When they first meet, Julia asks if Naomi’s rat-a-tat stageplay-style banter is actual conversation, or something she’s doing “for an audience.” Naomi, a character whose cartoonish single note nonetheless qualifies her as the most compelling in the film, understands that there’s no real point in differentiating between the two. Doesn’t this sound like a funny, observant movie? This film version of Downtown Owl, a 15-year-old novel that does not exactly inspire constant 2023 conversation, is obviously a passion project; Rabe and her partner Hamish Linklater co-direct it from Linklater’s screenplay. Yet despite its rueful musings on the time that passes whether or not you’re properly occupying yourself, and despite the clear passion Rabe and Linklater exhibit for this material, Downtown Owl persists in a kind of circular ramble. It’s so transfixed by the process of muddling through that the movie itself becomes an indistinct muddle of its own.

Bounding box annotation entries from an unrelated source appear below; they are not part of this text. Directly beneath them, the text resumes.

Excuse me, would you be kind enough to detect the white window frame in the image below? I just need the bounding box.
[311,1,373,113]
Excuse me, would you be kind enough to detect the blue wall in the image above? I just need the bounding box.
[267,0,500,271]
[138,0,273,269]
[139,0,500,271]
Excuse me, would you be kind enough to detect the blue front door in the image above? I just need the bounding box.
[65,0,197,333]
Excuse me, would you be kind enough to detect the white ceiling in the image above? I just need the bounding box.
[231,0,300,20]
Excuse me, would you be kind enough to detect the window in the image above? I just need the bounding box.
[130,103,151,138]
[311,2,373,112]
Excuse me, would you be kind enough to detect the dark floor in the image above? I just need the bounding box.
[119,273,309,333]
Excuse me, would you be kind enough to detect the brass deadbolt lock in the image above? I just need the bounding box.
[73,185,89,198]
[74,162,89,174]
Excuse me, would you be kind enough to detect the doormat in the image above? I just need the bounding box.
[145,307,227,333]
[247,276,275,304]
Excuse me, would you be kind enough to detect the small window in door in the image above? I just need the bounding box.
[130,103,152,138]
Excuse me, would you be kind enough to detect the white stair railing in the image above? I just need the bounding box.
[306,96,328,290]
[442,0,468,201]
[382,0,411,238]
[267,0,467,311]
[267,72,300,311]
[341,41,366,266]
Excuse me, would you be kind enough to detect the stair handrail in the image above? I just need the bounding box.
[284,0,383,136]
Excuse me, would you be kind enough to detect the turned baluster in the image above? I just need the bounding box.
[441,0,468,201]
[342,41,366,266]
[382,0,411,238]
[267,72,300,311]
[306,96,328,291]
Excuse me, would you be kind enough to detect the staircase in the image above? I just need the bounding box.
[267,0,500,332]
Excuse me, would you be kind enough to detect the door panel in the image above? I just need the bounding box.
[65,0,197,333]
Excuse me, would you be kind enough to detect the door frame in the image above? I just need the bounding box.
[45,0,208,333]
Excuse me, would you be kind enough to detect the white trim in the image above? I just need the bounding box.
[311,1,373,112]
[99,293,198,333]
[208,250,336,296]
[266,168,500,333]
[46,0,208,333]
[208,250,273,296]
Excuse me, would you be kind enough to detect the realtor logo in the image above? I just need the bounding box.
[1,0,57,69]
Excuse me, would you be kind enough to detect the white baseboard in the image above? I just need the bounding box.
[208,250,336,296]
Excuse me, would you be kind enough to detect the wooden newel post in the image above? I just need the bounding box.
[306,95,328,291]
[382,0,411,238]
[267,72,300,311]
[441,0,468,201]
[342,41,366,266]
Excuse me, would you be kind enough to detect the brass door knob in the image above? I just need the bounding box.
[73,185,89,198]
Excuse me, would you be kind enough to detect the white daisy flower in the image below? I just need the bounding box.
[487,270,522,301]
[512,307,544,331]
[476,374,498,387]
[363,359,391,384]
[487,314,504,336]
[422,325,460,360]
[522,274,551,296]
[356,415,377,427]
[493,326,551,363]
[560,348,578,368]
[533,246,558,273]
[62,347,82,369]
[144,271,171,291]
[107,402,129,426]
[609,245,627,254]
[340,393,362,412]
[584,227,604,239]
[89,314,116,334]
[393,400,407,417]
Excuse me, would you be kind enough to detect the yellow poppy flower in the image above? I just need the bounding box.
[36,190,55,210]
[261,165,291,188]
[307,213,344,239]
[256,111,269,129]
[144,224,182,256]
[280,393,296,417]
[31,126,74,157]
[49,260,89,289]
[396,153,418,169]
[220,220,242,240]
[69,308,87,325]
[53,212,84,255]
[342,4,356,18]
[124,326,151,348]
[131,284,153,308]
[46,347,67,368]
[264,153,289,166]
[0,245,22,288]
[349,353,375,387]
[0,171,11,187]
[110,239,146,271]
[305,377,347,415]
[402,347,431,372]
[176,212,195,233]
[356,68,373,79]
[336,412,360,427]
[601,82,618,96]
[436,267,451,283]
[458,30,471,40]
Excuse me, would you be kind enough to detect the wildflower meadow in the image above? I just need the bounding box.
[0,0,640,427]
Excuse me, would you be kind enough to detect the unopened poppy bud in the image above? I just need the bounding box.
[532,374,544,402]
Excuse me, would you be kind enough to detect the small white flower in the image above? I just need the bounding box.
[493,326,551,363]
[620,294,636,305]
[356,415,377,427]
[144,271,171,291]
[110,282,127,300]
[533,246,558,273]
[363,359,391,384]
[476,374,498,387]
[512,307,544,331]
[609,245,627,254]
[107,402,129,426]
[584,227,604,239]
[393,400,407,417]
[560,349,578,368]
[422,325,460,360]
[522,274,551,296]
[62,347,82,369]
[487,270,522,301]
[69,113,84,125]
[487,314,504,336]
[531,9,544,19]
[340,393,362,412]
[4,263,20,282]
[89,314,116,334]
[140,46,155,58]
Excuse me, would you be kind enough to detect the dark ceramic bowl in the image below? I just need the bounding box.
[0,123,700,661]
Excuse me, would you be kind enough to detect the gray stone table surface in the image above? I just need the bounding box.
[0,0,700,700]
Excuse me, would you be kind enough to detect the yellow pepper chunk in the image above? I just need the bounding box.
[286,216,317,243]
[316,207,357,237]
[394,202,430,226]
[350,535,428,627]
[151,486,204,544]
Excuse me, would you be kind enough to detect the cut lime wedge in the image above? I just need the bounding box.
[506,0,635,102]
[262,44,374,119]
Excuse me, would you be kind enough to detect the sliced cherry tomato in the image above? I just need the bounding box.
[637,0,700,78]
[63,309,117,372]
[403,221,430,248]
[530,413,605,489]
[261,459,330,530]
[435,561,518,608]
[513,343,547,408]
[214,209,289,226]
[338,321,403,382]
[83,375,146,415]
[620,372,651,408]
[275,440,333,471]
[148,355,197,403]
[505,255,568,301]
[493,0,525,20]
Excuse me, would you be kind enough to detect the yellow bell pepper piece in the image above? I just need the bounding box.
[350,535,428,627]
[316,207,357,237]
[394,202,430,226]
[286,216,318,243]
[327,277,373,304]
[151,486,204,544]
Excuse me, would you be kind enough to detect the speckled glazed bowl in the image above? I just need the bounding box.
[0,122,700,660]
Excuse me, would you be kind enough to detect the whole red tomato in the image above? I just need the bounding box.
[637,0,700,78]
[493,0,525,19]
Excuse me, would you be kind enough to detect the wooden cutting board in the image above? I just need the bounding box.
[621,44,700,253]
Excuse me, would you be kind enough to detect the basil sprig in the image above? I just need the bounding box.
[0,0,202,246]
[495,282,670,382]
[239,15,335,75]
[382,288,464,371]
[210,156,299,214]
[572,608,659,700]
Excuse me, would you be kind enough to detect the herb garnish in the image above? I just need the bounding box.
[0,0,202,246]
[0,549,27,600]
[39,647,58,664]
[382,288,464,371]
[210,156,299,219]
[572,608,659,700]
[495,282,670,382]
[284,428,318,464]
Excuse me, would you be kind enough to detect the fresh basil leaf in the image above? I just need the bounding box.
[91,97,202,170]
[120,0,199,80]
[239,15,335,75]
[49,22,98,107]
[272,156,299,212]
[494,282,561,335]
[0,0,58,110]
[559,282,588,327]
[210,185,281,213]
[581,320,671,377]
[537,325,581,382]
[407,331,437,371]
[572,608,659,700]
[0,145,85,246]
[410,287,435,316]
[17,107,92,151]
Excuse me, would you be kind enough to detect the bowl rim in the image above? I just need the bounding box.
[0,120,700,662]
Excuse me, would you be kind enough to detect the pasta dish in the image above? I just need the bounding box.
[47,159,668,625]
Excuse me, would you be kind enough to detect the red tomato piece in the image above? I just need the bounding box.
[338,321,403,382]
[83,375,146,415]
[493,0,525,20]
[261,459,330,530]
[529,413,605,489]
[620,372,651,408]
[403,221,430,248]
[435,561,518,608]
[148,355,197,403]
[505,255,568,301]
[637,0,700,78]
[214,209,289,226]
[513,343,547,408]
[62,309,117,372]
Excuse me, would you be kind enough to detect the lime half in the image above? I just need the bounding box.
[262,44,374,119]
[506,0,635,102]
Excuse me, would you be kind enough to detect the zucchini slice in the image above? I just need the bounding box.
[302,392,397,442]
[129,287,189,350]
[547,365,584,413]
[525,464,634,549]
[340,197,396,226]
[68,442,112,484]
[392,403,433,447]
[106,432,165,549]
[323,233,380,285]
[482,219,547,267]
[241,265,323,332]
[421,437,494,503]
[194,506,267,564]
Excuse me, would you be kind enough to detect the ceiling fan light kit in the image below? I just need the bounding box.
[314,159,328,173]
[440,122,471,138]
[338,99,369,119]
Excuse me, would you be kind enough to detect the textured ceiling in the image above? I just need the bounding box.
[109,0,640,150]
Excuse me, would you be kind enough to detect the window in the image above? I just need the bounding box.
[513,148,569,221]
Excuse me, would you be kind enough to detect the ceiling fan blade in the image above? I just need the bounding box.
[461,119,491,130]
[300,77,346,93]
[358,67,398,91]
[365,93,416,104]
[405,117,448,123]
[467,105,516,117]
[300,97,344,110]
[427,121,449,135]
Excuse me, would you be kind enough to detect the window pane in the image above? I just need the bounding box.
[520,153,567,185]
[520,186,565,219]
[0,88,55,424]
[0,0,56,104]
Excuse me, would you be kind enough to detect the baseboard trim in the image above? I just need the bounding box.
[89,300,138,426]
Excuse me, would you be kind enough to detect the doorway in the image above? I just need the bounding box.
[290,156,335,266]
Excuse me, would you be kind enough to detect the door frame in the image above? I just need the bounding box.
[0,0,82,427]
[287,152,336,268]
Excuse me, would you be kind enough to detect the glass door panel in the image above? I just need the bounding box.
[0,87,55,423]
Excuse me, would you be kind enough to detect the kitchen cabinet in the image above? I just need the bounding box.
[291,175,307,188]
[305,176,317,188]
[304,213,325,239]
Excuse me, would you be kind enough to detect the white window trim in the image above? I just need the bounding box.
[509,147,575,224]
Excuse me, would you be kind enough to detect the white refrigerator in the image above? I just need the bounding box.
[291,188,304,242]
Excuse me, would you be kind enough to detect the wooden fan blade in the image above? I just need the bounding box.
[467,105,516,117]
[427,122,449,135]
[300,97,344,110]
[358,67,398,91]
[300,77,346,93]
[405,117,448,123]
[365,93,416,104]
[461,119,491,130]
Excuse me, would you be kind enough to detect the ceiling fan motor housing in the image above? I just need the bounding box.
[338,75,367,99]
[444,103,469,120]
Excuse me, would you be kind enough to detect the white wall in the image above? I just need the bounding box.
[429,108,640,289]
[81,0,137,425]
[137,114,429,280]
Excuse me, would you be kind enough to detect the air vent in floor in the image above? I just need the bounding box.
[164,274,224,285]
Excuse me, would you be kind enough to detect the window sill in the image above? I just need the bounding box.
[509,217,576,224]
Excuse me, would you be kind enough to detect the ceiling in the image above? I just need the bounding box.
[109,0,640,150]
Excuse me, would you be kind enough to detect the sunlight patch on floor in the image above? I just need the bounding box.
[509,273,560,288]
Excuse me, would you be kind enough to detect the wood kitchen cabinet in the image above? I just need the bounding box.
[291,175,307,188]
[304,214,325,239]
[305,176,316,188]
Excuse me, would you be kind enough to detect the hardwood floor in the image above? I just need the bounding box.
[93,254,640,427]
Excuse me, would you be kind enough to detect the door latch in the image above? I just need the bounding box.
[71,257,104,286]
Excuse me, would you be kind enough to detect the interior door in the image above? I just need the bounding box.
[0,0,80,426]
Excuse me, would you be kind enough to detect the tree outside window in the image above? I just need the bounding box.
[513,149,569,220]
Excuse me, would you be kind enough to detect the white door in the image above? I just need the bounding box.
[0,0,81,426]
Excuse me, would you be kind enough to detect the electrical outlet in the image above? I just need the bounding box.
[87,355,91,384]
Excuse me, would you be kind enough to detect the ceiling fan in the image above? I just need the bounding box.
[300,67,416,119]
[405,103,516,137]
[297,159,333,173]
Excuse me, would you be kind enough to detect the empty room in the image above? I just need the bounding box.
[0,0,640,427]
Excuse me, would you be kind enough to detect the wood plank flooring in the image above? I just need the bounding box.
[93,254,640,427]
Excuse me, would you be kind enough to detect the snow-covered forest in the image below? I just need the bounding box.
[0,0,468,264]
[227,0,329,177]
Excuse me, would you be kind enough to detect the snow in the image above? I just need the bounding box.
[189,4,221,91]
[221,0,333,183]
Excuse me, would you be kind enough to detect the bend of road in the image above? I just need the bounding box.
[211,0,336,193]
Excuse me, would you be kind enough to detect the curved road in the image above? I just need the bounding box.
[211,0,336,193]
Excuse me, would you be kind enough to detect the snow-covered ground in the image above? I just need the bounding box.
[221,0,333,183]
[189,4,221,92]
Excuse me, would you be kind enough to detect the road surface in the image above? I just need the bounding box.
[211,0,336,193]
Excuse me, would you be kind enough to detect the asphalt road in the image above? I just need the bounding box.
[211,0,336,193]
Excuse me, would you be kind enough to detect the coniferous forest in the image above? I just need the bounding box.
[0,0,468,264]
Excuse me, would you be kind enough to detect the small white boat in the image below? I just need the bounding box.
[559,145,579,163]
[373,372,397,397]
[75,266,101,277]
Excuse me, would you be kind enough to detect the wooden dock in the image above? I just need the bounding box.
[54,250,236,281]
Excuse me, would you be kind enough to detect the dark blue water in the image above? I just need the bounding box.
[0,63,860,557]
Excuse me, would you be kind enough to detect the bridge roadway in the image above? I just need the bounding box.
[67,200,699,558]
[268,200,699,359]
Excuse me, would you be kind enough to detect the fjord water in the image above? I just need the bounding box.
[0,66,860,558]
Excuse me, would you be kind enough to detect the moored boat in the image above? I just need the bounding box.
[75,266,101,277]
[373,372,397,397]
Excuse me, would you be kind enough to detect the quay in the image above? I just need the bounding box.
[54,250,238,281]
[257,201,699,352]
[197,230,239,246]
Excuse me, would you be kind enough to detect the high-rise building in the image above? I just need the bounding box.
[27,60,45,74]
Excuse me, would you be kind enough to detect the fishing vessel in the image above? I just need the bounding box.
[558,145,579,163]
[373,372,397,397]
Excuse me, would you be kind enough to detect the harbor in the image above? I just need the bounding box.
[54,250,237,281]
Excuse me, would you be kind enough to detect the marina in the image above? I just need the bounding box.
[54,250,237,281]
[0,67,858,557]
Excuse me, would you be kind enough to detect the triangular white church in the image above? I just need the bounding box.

Part of the problem, sorry to say, is Rabe’s go-for-broke performance as Julia, which somehow occupies enough space to take over the movie without steering it in a particular direction. The novel, from my understanding, provides equal time to Mitch (August Blanco Rosenstein), a conflicted football-player student of Julia’s, and Horace (Ed Harris), an old-timer townie caring for his incapacitated wife. Here, Horace is mostly Julia’s window into Owl’s past, while Mitch is an avatar of its potentially dead-end future. It’s a neat enough bit of character design, but Rabe’s nerd-turned-wild-child regression turns strangely opaque. Instead of beguiling us with thrilling recklessness or unspoken tragedy, she prompts nagging logistical questions, like why she repeatedly brushes off salacious gossip about her transparently dopey and condescending co-worker Coach Laidlaw (Finn Wittrock) and local student Tina (Arden Michalec) with a mystifying conviction that Laidlaw seems like too good a guy to do what sadly many charismatic authority figures do with their young charges. Julia’s character is also weighed down by an endless infatuated with Vance Druid (Henry Golding), a local legend for reasons eventually revealed as both amusingly convoluted and overblown. That backstory, though, turns him into a conceit in search of an insight (which, frankly, fits some of Klosterman’s self-satisfied pop-culture argument-starters as well).